Washington –
Departemen Pertahanan Amerika Serikat atau Pentagon pada Kamis (23/5) waktu setempat akan menyampaikan rencana ke Gedung Putih untuk mengirimkan hingga 10 ribu tentara ke Timur Tengah. Ini sebagai bagian dari upaya meningkatkan pertahanan terhadap kemungkinan ancaman Iran.
Pejabat-pejabat AS mengatakan bahwa keputusan final mengenai pengerahan pasukan tersebut belum dibuat. Juga belum jelas apakah Gedung Putih akan menyetujui pengiriman seluruh pasukan yang diminta atau hanya sebagian dari yang diminta. Menurut pejabat-pejabat AS tersebut, langkah tersebut bukan merupakan respons atas ancaman baru dari Iran, namun dimaksudkan untuk meningkatkan keamanan di kawasan tersebut.
Seorang pejabat AS mengatakan bahwa meningkatnya kesiapan Iran di pantai dan lautan terus diamati AS. Namun dikatakannya, tak ada indikasi akan adanya serangan dan langkah tersebut bisa jadi hanya bersifat defensif.
Pejabat yang tak ingin disebut namanya itu, mengatakan bahwa informasi-informasi intelijen baru yang dikumpulkan beberapa hari terakhir, telah meyakinkan AS bahwa ancaman tetap tinggi di sepanjang pantai Iran.
“Ada status kesiagaan yang sangat tinggi di sepanjang pantai,” kata pejabat tersebut seperti dilansir dari CNN, Kamis (23/5/2019). Pejabat AS tersebut menolak berbicara lebih spesifik namun dikatakannya, “platform apapun yang mereka punya, mereka telah menyiapkannya.”
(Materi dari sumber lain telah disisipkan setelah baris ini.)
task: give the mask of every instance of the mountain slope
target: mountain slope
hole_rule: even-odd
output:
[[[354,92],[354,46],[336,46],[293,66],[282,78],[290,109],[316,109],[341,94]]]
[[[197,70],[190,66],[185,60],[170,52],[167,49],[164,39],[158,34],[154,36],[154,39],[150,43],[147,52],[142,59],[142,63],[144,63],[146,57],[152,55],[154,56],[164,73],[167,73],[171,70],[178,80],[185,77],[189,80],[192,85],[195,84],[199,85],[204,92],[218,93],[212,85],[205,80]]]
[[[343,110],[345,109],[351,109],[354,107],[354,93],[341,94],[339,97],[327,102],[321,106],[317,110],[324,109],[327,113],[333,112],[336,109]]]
Sebelumnya, Pjs Menteri Pertahanan Patrick Shanahan mengatakan kepada parlemen AS bahwa AS hanya berupaya untuk menangkal, bukan memprovokasi Iran.
“Kita tidak ingin situasi meningkat,” ujar Shanahan. “Ini tentang pencegahan, bukan tentang perang, kita bukan akan berperang,” imbuhnya.
Ketegangan antara Washington dan Teheran telah meningkat seiring AS mengerahkan sebuah kapal induk dan pesawat-pesawat pengebom B-52 ke kawasan Teluk Persia. Pengerahan itu disebut Washington untuk menghadapi apa yang mereka sebut sebagai “ancaman” Iran.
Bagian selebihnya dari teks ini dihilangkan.